My first visit to Dr Richa Anand two weeks ago felt like a confession. I told her how I had sinned over the last seven years, eating almost anything that caught my fancy, anytime. But she didn’t tell me ‘all will be well’ or ‘god will forgive’.

She told me instead that I will die of a heart attack before I reach 40. Her message sounded even more ominous when I stepped outside her cabin and found myself staring at the Operation Theatre (OT). I decided then that I did not ever want to be in there with a bad heart.

Allow me to describe my sins first. I have been living away from home for the last seven years, and in those years I have never paid heed to ‘healthy eating’. Every meal is eaten out and whenever convenient.

At breakfast, I gorge on half a loaf of white bread, two eggs, biscuits and tea. Lunch is usually a spicy Chinese takeaway lunch like a Chicken Schezwan Rice washed down with soft drinks.

Evening snacks could be a Masala Dosa or a few Samosas, again washed down with a soft drink. Unwinding after work means a couple of beers, accompanied of course by a plateful of French fries. At about midnight, I sit down for a sumptuous dinner, usually a generous helping of non-vegetarian biryani.

According to Dr Richa Anand, I consume at least 3,000 calories a day while an average Indian male engaged in desk work needs only about 1,800 calories. So I swept my kitchen clean of mayonnaise bottles, cold cuts, and cream biscuits.

I eat small meals through the day at regular intervals. Breakfast is now muesli or oats at 10 am, followed by a fruit at noon. Lunch at 2pm is either a bowl of vegetable salad and grilled chicken sandwiches or chapattis, dal, vegetables and boiled chicken.

Snacks at 4 pm are either idli sambhar or dhoklas. I also don’t hang out with friends over a few beers. Instead I hang out over soup! Dinner is now sharp at 10 pm, and it is always light, three chapattis and vegetables. The only SOS allowed at night is a fruit or a cup of milk.

It isn’t easy I admit. Temptations abound. The neighbourhood vada pav wala, the McDonald’s near the railway station, my friends guzzling beer while I drink soup, the pungent fumes thrown out by the neighbour’s kitchen exhaust fan — everything seems to conspire to break my resolve.

The first day went according to plan. The second day I almost gave in to temptation but swallowed my order for a coke before it reached my lips. That night I dreamt of flying on a huge KFC fried chicken wing. So the following day, I decided it was best to avoid all contact with junk food.

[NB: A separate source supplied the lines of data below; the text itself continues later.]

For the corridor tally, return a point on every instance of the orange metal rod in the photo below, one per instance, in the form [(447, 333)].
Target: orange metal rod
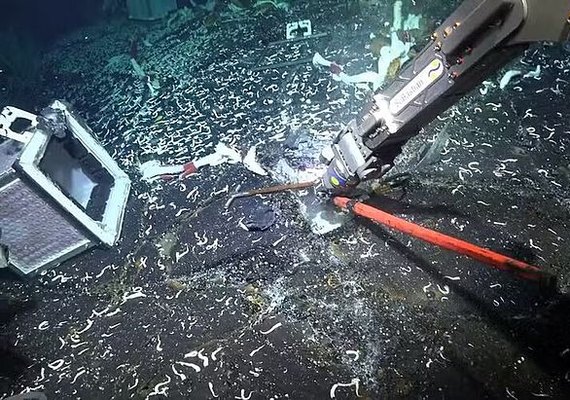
[(486, 256)]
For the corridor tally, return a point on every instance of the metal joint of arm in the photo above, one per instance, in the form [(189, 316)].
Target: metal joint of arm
[(480, 37)]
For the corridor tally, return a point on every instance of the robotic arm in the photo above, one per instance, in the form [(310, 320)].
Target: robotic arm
[(480, 37)]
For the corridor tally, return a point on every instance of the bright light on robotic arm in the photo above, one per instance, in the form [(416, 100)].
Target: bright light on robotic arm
[(480, 37)]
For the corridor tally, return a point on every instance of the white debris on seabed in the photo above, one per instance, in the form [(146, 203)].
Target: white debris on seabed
[(203, 104)]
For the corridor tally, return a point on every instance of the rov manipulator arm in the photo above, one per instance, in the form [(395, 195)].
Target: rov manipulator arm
[(480, 37)]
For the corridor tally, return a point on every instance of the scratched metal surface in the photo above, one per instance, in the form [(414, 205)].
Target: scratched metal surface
[(189, 305)]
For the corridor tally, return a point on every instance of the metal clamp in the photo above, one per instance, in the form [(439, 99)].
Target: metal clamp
[(9, 116)]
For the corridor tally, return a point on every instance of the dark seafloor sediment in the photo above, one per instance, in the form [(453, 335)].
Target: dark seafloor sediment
[(284, 313)]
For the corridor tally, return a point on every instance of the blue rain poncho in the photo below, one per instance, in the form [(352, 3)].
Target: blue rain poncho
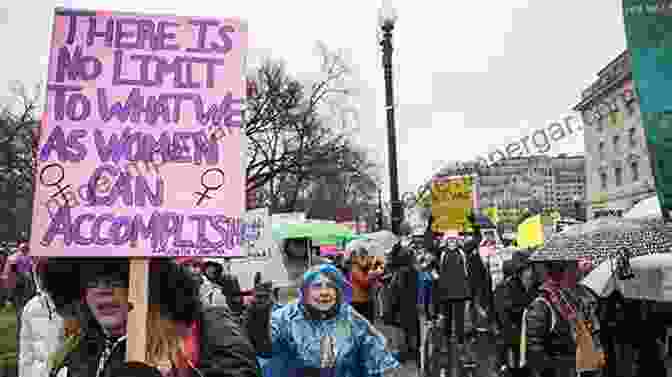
[(359, 350)]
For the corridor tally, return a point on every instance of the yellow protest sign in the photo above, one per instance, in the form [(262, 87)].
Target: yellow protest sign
[(492, 214), (452, 202), (531, 232)]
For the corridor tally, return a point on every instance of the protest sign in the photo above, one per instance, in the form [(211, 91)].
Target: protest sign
[(138, 88), (257, 240), (648, 29), (452, 201)]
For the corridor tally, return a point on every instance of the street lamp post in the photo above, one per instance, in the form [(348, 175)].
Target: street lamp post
[(388, 17)]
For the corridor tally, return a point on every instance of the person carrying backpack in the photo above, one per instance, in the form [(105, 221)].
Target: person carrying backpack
[(512, 296), (557, 338)]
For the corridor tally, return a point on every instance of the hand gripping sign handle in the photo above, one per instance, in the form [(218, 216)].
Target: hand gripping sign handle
[(138, 291)]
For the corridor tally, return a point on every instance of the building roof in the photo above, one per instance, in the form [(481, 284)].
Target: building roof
[(615, 72)]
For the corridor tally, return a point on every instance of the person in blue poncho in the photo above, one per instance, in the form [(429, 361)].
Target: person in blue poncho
[(320, 334)]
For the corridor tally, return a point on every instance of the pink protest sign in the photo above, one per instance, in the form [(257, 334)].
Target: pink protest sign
[(140, 151)]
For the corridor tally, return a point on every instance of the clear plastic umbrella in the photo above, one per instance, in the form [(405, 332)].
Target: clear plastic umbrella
[(652, 278), (599, 239)]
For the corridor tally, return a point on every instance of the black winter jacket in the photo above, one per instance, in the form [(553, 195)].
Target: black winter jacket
[(511, 299), (548, 348), (224, 350)]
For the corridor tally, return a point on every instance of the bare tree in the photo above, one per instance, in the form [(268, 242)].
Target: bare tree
[(298, 132), (18, 137)]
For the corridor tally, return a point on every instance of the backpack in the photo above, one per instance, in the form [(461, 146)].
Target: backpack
[(523, 330)]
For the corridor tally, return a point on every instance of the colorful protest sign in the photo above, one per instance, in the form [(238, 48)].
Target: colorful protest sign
[(452, 201), (648, 29), (531, 232), (257, 240), (127, 90)]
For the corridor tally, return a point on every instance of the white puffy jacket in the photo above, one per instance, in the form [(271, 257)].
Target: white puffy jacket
[(41, 335)]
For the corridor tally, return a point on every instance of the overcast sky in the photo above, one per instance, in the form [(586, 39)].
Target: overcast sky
[(467, 79)]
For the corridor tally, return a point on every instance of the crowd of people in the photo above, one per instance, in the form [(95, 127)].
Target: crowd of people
[(72, 315)]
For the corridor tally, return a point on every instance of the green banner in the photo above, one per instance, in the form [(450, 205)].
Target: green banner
[(648, 30)]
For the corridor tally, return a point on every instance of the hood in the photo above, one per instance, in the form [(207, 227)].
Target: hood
[(335, 276), (171, 286)]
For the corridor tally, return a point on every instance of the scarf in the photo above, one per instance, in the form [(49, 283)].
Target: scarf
[(554, 292), (191, 344)]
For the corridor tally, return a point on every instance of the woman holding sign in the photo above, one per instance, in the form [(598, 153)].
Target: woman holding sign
[(184, 340)]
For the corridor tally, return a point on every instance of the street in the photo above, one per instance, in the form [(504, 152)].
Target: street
[(483, 348)]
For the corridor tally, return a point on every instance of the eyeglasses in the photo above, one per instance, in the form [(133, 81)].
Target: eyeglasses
[(322, 285), (107, 282)]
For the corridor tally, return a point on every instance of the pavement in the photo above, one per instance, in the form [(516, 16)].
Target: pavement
[(483, 349)]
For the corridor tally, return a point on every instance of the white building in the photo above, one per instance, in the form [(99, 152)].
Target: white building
[(618, 169)]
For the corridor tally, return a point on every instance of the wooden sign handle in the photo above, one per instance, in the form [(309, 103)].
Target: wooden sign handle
[(138, 292)]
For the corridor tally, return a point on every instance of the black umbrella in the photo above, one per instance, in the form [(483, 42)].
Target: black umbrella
[(606, 237)]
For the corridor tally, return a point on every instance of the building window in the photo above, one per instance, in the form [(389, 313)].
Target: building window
[(632, 137), (634, 167), (618, 172)]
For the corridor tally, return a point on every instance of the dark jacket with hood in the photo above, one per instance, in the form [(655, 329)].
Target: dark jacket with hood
[(223, 348), (455, 268), (548, 346)]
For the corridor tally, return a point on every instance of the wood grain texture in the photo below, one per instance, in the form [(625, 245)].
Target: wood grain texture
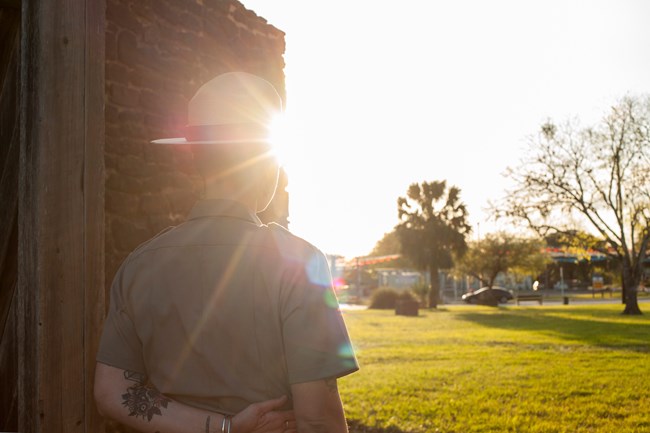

But then, as they say “shit happens”. One day I open the newspaper and out falls the menu of a popular pizza joint. I succumbed. The next 30 minutes, as I sat waiting for the pizza, were probably the most difficult moments of my life. I was waiting to sin.

Strangely enough, when I bit into the pizza, it didn’t taste all that great. I realised that my mind was playing games with me: I craved only as long as I thought I was denied. All I needed to do then was to condition my thinking. In a few days time, I didn’t even have to do that. I had begun to enjoy my diet!

It is two weeks since I went off junk eating. Except for that one occasion, I have remained clean. So what if I my friends take a few shots at me for not being ‘man’ enough to drink. I have come to enjoy soup.